I saw some stupid idiot texting for about 10 mins as they drove along in heavy traffic near me at about 50 - 60 mph!!!
How can you watch the road when you're texting!!!
These peope should be banned from driving. If it's that urgent use a proper hands-free kit and tell the person you're running late & then hang up and concentrate on driving.
Rant over .....................


----------



## RootbeaR (Dec 9, 2006)

1002richards said:


> I saw some stupid idiot texting for about 10 mins as they drove along in heavy traffic near me at about 50 - 60 mph!!!
> How can you watch the road when you're texting!!!
> These peope should be banned from driving. If it's that urgent use a proper hands-free kit and tell the person you're running late & then hang up and concentrate on driving.
> Rant over .....................


I agree. To the best of my knowledge it is illegal in Ontario, Canada to talk on cell phone while driving.

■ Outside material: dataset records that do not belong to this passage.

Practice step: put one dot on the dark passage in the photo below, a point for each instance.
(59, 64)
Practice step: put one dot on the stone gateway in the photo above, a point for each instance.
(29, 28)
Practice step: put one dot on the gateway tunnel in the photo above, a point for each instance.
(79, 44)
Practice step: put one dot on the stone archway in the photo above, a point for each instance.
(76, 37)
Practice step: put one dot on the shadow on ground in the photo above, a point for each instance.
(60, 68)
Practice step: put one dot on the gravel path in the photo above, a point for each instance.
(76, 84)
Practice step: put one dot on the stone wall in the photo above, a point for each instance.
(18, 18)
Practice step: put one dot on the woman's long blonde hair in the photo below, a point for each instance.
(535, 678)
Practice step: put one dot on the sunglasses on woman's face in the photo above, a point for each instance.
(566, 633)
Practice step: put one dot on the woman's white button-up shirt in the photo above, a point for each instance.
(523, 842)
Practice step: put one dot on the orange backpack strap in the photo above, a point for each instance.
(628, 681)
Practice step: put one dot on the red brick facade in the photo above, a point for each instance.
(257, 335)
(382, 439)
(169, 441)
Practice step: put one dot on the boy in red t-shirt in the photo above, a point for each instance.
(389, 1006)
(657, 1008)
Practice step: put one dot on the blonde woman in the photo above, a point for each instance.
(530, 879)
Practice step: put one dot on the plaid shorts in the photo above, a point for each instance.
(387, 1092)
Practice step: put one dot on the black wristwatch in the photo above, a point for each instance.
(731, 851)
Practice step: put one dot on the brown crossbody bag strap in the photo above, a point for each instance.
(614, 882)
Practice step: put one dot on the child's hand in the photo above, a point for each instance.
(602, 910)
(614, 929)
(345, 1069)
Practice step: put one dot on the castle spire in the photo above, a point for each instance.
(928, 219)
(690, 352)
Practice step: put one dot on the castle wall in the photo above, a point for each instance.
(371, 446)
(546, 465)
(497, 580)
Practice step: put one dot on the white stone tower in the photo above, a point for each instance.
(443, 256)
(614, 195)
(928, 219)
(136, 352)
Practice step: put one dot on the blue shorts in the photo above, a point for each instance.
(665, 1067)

I feel responsible drivers would pull over without the need of a law. Hence I feel people talking/texting while driving should be given an impaired charge.

Impaired is impaired, has nothing to do with alcohol, as most believe.


----------



## Diver--13 (Jan 5, 2008)

In Illinois they are trying to get a law passed to where no one can use a phone while driving except in the event of an emergency. In my opinion there is no reason to risk other peoples lives because you want to talk to someone. It is irresponsible and stupid.


----------



## JohnWill (Oct 19, 2002)

I object to prohibiting hands-free operation. If you're going to prohibit that, then you logically should prohibit the driver talking to anyone in the car, because that's more distracting!  I agree with restrictions on holding the phone or dialing while driving, a whole different issue.


----------



## Diver--13 (Jan 5, 2008)

As long as the hands free feature isn't a distraction to the person. Because let's face it, some people just aren't multi talented.


----------



## new tech guy (Mar 27, 2006)

That is a point as well, depends on the person, and it goes with the saying "you cant walk and chew gum at the same time". But this varies from person to person, personally if i need to talk on my phone and it rings when im driving i will pull over to deal with the phone, if im in a hurry, then let it go to voicemail and i will get back to them when im out of the car. Sorry, but to tell a friend somthing is not worth totaling my car or worse, getting myself injured/killed.


----------



## CrazyComputerMan (Apr 16, 2007)

Best thing is that turn off before driving, Much safer!


----------



## RootbeaR (Dec 9, 2006)

"New Calif. law makes it illegal to text message while driving" (goes into effect Jan. 1)
http://cosmos.bcst.yahoo.com/up/player/popup/?rn=4226712&cl=9891503&src=news


----------



## JohnWill (Oct 19, 2002)

If it's against the law to make calls while you drive, how did they miss texting?  It's a lot more difficult to key in a text message than dial a number, you'd think they would have thought of that.


----------



## Blackmirror (Dec 5, 2006)

Oh thats a load bull
you telling me a able sane person making a text call is more dangerous than this man

Driving On Saliva






OMG don't make me laugh


----------



## JohnWill (Oct 19, 2002)

It boggles the mind that you would think that texting while driving would be a safe or sane thing to do.


----------



## new tech guy (Mar 27, 2006)

Classic example how it could be bad and i was atcually fumbling with a class schedule!:

I was driving to school this morning and wanted to double check a time on my class schedule which i keep on the center console of my car (its like a storage spot where my radio, ac/heat controls etc are on the console above the shifter) and i keep the schedule folded up on there. I was driving down towards the main road and still in my residential area (had a few blocks to go before that light to the main road) and while glancing down at my schedule here comes oncoming traffic and after seeing what i had i saw i was getting close to the oncoming car and was able to straighten my own vehicle out and all i did was unfold the schedule and glance down for a second at it to check a time. If i cant do that, how can you text which requires allot more concentration


----------



## Diver--13 (Jan 5, 2008)

Nice picture new tech guy! XD


----------



## new tech guy (Mar 27, 2006)

Thanks diver .


----------